Over the last six years, Nate has tried all sorts of ways to get past this pesky limit. With his lastest approach, he’s now steps away from being able to commercialise a solar panel that has the potential to cut costs and revolutionise the $350 billion solar industry. 

His research has been supported with a Science for Technological Innovation National Science Challenge grant, a Marsden Fund Fast-Start grant, and a MBIE Smart Idea grant, followed by a Rutherford Discovery Fellowship. 

He shares some key steps in his research journey: 

In 2019, Nate began exploring the development of luminescent solar concentrators [LSCs] to allow for more efficient solar energy collection with the support of a National Science Challenge grant.
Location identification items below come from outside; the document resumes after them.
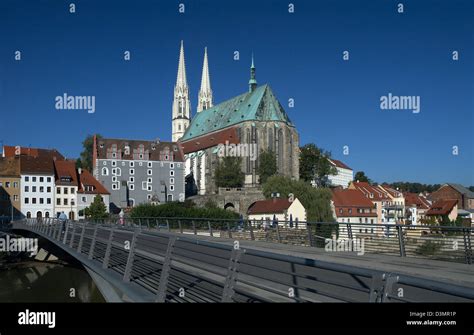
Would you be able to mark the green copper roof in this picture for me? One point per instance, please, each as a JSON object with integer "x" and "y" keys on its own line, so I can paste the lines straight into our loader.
{"x": 259, "y": 105}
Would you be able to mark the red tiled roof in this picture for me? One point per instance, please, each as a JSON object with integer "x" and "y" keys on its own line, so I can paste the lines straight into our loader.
{"x": 211, "y": 140}
{"x": 86, "y": 179}
{"x": 412, "y": 199}
{"x": 269, "y": 206}
{"x": 339, "y": 164}
{"x": 374, "y": 193}
{"x": 155, "y": 149}
{"x": 66, "y": 169}
{"x": 10, "y": 151}
{"x": 442, "y": 207}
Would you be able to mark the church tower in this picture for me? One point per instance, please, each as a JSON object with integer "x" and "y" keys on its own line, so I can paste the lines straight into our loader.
{"x": 181, "y": 103}
{"x": 205, "y": 93}
{"x": 252, "y": 81}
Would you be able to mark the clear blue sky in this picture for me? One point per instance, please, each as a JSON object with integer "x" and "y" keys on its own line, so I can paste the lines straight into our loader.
{"x": 299, "y": 55}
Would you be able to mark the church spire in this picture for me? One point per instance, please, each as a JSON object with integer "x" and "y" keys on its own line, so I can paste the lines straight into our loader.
{"x": 181, "y": 104}
{"x": 252, "y": 81}
{"x": 205, "y": 93}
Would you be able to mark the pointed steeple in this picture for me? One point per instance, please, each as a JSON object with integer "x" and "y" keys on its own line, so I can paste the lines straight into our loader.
{"x": 252, "y": 81}
{"x": 205, "y": 93}
{"x": 181, "y": 115}
{"x": 181, "y": 78}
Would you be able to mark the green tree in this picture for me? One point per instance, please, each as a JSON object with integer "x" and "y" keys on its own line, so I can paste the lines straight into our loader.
{"x": 86, "y": 154}
{"x": 229, "y": 172}
{"x": 360, "y": 176}
{"x": 97, "y": 209}
{"x": 267, "y": 165}
{"x": 314, "y": 164}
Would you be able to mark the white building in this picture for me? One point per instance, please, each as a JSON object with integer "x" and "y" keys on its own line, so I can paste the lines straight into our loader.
{"x": 37, "y": 182}
{"x": 344, "y": 175}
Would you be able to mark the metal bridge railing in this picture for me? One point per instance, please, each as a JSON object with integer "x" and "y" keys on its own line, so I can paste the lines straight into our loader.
{"x": 423, "y": 241}
{"x": 173, "y": 267}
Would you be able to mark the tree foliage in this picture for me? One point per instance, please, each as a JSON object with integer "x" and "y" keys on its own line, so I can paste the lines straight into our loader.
{"x": 317, "y": 201}
{"x": 314, "y": 164}
{"x": 181, "y": 210}
{"x": 229, "y": 173}
{"x": 97, "y": 209}
{"x": 361, "y": 177}
{"x": 267, "y": 165}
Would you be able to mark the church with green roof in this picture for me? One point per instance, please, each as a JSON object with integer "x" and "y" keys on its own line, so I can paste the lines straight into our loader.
{"x": 254, "y": 121}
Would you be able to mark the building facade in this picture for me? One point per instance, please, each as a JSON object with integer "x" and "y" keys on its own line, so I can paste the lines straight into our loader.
{"x": 135, "y": 172}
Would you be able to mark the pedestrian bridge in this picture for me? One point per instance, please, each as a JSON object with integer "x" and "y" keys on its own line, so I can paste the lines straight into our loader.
{"x": 137, "y": 263}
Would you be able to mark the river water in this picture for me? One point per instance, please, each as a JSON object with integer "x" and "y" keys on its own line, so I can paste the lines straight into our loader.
{"x": 23, "y": 279}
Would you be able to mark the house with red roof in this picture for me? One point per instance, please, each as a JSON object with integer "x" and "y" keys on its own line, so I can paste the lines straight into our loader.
{"x": 441, "y": 208}
{"x": 265, "y": 211}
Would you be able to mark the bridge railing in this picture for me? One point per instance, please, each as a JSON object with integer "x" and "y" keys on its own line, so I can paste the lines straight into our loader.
{"x": 422, "y": 241}
{"x": 184, "y": 268}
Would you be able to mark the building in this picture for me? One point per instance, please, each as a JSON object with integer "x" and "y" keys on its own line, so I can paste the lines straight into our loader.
{"x": 352, "y": 206}
{"x": 66, "y": 187}
{"x": 89, "y": 188}
{"x": 464, "y": 197}
{"x": 344, "y": 175}
{"x": 443, "y": 208}
{"x": 135, "y": 172}
{"x": 241, "y": 126}
{"x": 416, "y": 207}
{"x": 10, "y": 188}
{"x": 37, "y": 183}
{"x": 280, "y": 209}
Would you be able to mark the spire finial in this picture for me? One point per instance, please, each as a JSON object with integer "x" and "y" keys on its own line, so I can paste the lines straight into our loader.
{"x": 252, "y": 81}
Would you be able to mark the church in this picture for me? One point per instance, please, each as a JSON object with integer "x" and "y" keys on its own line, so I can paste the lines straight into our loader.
{"x": 255, "y": 117}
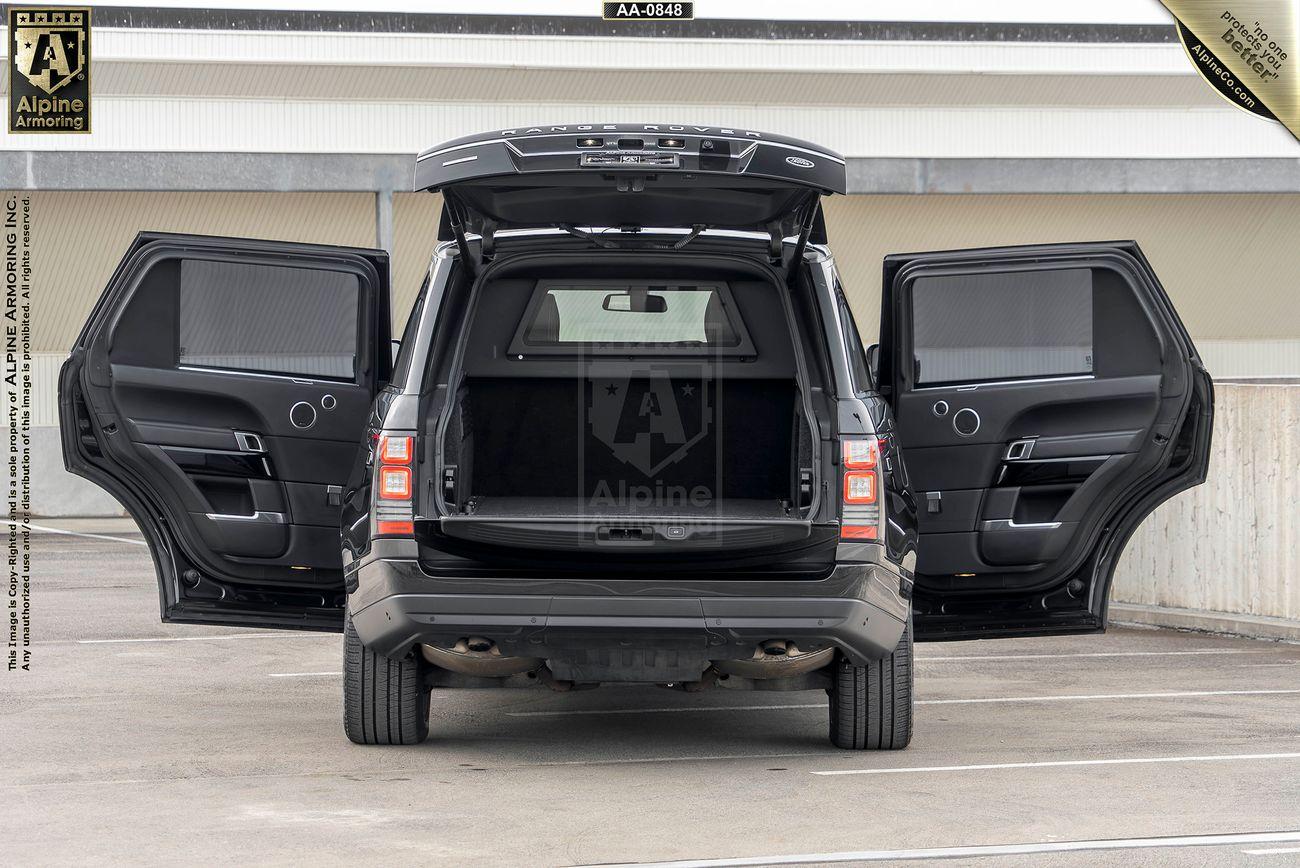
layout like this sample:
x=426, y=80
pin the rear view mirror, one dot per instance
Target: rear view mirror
x=636, y=302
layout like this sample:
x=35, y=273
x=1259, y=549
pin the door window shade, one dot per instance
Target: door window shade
x=273, y=319
x=1010, y=325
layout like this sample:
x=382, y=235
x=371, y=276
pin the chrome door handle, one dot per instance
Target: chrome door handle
x=264, y=517
x=1009, y=524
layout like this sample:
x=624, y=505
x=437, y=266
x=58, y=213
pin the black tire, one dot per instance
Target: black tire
x=385, y=701
x=871, y=704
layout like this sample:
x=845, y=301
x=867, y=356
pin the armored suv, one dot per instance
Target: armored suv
x=632, y=434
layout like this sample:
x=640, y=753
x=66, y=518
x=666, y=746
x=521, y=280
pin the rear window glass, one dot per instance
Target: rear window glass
x=1010, y=325
x=243, y=316
x=632, y=316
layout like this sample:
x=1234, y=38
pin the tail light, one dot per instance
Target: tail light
x=861, y=516
x=394, y=486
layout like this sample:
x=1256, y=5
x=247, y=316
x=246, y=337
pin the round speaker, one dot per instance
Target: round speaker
x=302, y=415
x=966, y=421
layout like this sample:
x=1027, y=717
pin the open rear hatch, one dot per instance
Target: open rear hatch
x=648, y=400
x=629, y=176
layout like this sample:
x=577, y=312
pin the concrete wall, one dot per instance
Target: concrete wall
x=1231, y=545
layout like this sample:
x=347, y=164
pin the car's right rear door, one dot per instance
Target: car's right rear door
x=1047, y=400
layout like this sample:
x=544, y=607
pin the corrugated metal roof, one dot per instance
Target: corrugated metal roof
x=148, y=124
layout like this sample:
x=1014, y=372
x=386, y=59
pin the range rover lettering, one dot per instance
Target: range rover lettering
x=632, y=434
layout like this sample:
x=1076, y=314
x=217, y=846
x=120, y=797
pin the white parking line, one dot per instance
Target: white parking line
x=1088, y=654
x=974, y=851
x=1083, y=697
x=208, y=638
x=47, y=529
x=1126, y=760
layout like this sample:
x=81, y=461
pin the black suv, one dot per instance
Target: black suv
x=632, y=434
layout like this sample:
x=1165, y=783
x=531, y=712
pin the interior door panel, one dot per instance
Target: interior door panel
x=1040, y=395
x=195, y=396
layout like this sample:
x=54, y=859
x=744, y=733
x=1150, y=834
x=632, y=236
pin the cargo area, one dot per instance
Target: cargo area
x=632, y=393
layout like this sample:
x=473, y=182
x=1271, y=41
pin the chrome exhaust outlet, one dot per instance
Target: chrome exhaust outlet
x=477, y=656
x=776, y=659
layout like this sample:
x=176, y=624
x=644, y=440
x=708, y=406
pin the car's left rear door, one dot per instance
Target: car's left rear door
x=220, y=391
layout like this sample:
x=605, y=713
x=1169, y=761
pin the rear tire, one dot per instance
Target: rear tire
x=871, y=704
x=385, y=701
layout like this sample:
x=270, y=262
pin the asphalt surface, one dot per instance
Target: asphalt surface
x=147, y=743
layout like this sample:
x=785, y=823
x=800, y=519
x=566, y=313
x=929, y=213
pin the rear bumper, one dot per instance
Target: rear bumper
x=858, y=610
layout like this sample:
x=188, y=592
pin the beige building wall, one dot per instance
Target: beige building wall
x=415, y=233
x=1227, y=261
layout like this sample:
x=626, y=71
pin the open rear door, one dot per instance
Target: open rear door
x=1048, y=399
x=220, y=391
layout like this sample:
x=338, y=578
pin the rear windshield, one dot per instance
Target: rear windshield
x=631, y=316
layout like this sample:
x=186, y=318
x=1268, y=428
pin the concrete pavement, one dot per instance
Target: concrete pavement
x=147, y=743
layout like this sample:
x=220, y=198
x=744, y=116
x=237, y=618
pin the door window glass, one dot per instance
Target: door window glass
x=1010, y=325
x=272, y=319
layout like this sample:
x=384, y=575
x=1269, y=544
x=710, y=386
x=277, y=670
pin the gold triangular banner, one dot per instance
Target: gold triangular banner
x=1247, y=51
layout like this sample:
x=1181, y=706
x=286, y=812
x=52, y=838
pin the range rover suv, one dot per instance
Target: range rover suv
x=632, y=434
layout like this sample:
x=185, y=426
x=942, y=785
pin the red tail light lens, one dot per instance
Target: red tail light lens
x=861, y=513
x=395, y=450
x=859, y=486
x=394, y=482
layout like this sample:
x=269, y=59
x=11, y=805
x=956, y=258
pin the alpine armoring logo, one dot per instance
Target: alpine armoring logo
x=50, y=70
x=649, y=421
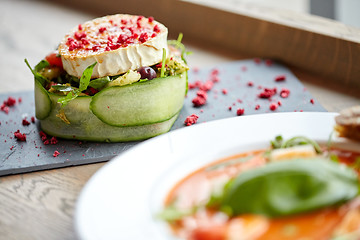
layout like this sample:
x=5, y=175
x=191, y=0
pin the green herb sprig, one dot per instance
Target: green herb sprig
x=84, y=83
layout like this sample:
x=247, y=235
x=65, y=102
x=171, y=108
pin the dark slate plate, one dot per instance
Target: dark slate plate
x=231, y=91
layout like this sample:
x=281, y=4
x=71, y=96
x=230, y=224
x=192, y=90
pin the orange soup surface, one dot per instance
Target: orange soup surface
x=195, y=189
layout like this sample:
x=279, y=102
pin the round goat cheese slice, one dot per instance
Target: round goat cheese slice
x=117, y=43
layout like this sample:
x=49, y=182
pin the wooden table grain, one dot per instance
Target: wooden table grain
x=40, y=205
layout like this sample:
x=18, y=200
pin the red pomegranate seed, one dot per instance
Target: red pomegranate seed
x=240, y=111
x=198, y=101
x=20, y=136
x=190, y=120
x=284, y=93
x=25, y=122
x=280, y=78
x=273, y=106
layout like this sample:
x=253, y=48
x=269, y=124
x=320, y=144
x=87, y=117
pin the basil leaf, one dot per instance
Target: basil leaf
x=63, y=88
x=43, y=80
x=84, y=82
x=42, y=64
x=99, y=82
x=290, y=187
x=86, y=76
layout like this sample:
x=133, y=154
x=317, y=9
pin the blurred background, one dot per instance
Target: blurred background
x=345, y=11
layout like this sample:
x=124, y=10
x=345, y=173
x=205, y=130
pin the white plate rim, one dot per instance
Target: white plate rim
x=92, y=223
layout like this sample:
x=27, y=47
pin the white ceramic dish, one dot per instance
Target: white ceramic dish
x=121, y=200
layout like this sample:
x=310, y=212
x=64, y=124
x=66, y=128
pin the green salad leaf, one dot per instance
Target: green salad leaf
x=290, y=187
x=84, y=83
x=38, y=77
x=162, y=72
x=99, y=83
x=63, y=88
x=177, y=43
x=41, y=65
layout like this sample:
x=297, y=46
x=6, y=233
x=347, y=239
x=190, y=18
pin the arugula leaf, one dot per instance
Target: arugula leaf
x=177, y=43
x=86, y=76
x=171, y=213
x=63, y=88
x=99, y=82
x=43, y=80
x=70, y=96
x=84, y=82
x=356, y=164
x=162, y=72
x=42, y=64
x=279, y=142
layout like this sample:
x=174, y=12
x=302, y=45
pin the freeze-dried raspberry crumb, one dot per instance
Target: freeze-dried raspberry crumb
x=56, y=153
x=215, y=79
x=53, y=140
x=20, y=136
x=268, y=62
x=198, y=101
x=273, y=106
x=215, y=71
x=190, y=120
x=191, y=85
x=43, y=136
x=240, y=111
x=4, y=108
x=284, y=93
x=257, y=60
x=25, y=122
x=202, y=94
x=10, y=102
x=207, y=86
x=267, y=93
x=280, y=78
x=196, y=84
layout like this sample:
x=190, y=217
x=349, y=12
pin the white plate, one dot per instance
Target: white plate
x=121, y=200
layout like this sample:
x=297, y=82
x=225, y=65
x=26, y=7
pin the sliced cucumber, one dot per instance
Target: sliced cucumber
x=140, y=103
x=84, y=125
x=42, y=101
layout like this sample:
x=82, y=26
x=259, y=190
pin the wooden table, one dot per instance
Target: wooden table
x=40, y=205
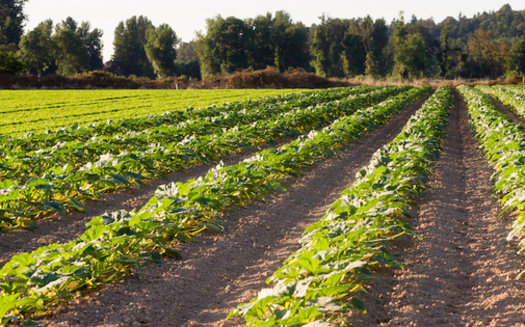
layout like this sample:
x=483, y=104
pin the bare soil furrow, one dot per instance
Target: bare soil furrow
x=221, y=270
x=462, y=273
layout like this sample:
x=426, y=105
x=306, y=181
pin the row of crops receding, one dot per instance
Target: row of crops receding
x=60, y=174
x=36, y=111
x=116, y=242
x=503, y=143
x=320, y=281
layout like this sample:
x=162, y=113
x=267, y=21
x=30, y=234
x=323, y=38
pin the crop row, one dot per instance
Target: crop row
x=320, y=281
x=82, y=133
x=507, y=95
x=503, y=143
x=33, y=185
x=116, y=242
x=38, y=111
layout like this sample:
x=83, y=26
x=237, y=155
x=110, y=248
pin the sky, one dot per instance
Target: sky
x=187, y=17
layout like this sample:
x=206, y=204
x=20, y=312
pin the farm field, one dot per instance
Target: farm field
x=362, y=170
x=35, y=111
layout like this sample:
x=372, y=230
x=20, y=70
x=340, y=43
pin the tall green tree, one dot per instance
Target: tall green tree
x=129, y=55
x=488, y=55
x=12, y=19
x=517, y=57
x=289, y=41
x=187, y=62
x=71, y=56
x=443, y=54
x=37, y=49
x=277, y=41
x=410, y=57
x=160, y=49
x=92, y=43
x=224, y=48
x=354, y=55
x=374, y=38
x=77, y=48
x=326, y=47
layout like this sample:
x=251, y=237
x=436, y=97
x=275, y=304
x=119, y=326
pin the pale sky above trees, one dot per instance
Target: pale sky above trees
x=189, y=16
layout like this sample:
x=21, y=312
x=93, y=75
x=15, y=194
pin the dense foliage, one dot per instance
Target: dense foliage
x=488, y=45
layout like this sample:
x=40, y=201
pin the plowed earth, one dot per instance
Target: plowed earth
x=461, y=273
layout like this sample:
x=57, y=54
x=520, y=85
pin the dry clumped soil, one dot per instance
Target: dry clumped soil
x=460, y=274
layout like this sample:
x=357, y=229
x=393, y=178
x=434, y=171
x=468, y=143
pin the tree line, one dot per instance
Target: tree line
x=488, y=45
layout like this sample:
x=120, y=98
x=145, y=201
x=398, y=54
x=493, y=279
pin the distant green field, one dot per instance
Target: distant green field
x=36, y=111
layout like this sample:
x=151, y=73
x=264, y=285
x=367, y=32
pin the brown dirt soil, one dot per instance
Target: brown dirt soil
x=462, y=273
x=221, y=270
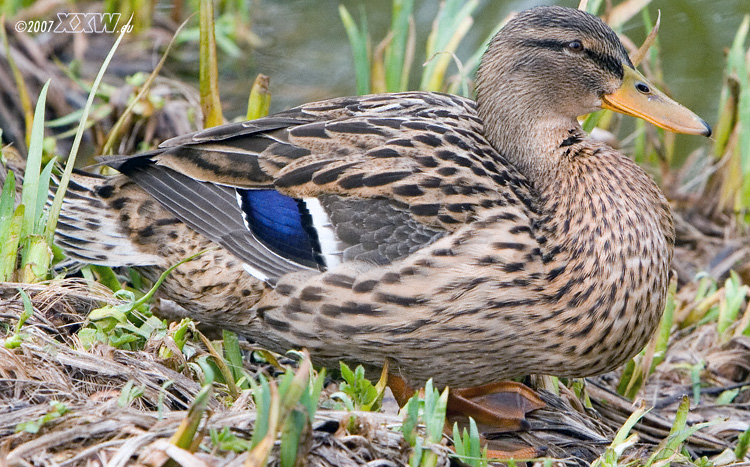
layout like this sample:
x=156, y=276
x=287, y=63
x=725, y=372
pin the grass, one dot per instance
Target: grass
x=285, y=398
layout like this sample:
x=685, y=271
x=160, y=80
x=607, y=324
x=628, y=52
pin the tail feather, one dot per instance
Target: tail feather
x=94, y=224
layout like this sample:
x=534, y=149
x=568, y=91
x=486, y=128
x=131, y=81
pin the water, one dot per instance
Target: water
x=307, y=55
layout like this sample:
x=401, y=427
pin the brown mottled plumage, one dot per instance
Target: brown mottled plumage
x=465, y=242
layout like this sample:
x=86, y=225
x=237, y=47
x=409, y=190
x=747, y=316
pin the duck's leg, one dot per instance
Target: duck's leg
x=500, y=406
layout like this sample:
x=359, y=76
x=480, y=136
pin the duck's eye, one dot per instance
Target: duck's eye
x=575, y=46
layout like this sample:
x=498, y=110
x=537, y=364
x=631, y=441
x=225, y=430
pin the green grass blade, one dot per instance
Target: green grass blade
x=34, y=165
x=54, y=212
x=209, y=69
x=396, y=66
x=359, y=41
x=260, y=98
x=451, y=25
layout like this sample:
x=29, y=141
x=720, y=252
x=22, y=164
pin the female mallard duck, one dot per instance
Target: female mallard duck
x=469, y=242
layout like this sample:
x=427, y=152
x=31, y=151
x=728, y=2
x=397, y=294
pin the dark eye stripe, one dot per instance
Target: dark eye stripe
x=605, y=61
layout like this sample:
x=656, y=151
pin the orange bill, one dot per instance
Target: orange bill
x=639, y=98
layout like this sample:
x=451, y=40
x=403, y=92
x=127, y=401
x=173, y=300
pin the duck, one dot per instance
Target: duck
x=467, y=241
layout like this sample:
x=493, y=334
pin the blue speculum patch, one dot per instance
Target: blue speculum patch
x=283, y=224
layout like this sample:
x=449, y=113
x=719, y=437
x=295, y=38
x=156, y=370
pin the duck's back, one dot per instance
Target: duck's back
x=369, y=180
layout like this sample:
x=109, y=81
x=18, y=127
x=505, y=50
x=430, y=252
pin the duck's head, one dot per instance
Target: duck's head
x=550, y=65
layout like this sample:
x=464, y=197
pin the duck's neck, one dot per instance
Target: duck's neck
x=533, y=142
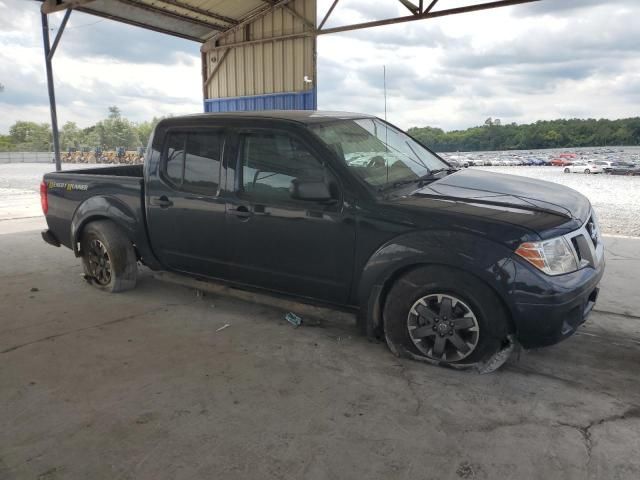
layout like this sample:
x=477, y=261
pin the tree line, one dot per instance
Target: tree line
x=116, y=131
x=110, y=133
x=570, y=133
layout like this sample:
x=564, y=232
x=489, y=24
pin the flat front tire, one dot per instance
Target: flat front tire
x=444, y=316
x=108, y=257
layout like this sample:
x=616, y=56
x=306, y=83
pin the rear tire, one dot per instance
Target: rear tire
x=446, y=317
x=108, y=257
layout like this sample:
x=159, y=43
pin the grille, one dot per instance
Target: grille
x=586, y=243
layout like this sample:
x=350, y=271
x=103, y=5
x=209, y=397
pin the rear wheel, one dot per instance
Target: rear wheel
x=444, y=316
x=108, y=257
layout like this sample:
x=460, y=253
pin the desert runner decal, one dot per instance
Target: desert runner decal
x=67, y=186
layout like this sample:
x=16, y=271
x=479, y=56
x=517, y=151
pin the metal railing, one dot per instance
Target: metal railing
x=26, y=157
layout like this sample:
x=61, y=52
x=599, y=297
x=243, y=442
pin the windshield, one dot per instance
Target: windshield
x=377, y=152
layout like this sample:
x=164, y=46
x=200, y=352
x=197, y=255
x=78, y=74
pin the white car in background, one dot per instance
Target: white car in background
x=583, y=167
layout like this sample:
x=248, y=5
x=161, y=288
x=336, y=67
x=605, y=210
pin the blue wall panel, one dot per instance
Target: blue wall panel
x=275, y=101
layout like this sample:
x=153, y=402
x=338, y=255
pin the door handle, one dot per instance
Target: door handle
x=162, y=202
x=241, y=211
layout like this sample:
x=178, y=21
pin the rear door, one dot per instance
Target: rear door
x=186, y=215
x=300, y=247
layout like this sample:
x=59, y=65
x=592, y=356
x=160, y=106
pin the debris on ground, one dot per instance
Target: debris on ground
x=293, y=319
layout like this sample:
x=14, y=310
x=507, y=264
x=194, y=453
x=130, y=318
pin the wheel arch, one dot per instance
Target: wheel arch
x=102, y=208
x=377, y=278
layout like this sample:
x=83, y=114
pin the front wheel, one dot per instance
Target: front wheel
x=444, y=316
x=108, y=257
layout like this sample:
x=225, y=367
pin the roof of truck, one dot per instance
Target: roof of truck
x=300, y=116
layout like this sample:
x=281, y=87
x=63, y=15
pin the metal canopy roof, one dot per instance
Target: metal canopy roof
x=202, y=20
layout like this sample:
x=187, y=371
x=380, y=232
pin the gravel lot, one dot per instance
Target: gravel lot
x=616, y=199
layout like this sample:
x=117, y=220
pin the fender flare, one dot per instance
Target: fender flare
x=470, y=253
x=102, y=207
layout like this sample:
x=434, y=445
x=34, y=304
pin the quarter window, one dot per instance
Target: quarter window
x=270, y=161
x=193, y=160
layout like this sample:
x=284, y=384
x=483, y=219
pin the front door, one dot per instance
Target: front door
x=301, y=247
x=186, y=215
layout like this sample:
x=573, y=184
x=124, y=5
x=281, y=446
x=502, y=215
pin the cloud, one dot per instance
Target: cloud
x=548, y=59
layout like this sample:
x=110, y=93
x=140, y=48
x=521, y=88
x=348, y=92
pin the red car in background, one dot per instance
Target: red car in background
x=561, y=161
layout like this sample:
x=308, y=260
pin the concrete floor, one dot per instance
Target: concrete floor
x=143, y=385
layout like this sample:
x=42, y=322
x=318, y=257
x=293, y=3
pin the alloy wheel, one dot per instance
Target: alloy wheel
x=99, y=262
x=443, y=327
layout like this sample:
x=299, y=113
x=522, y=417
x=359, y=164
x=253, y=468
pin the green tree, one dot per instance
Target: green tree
x=70, y=136
x=144, y=130
x=30, y=136
x=116, y=131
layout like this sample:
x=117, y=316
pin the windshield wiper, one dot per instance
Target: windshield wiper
x=419, y=180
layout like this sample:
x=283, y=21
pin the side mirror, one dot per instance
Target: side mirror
x=314, y=190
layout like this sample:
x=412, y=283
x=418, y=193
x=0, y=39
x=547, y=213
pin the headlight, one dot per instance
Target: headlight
x=553, y=257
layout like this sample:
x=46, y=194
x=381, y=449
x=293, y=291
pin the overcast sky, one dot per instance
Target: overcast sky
x=551, y=59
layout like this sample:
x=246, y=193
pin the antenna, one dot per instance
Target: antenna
x=386, y=129
x=384, y=86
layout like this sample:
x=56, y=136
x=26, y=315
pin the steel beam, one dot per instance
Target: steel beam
x=328, y=14
x=289, y=36
x=431, y=5
x=424, y=16
x=259, y=12
x=216, y=67
x=175, y=16
x=51, y=6
x=67, y=14
x=415, y=9
x=199, y=11
x=52, y=94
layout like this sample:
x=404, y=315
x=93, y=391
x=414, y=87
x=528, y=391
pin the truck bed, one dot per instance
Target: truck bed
x=114, y=171
x=73, y=196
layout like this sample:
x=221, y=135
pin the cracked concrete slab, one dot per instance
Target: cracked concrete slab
x=144, y=385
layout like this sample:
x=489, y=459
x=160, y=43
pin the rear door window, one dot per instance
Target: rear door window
x=269, y=161
x=192, y=160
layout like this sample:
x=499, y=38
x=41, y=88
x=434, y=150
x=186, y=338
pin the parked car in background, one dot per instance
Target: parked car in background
x=561, y=162
x=625, y=169
x=583, y=167
x=606, y=165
LSCs are like the 'sheepdogs of the solar world', they make sure as much of the light as possible is usable, herding it into a pen, being the solar cell. But a rapid decrease in costs of solar cell technology meant that LSCs were no longer commercially viable.

The next solution that Nate explored was hybrid nano-materials, a combination of a nanoparticle and a dye. This system is like a hybrid car, both parts, the nanoparticle (quantum dot) and dye, together make a more efficient solar panel.

“Quantum dots are special types of nanoparticles made of semiconductor materials that won the Nobel Prize for chemistry in 2023," Nate explains.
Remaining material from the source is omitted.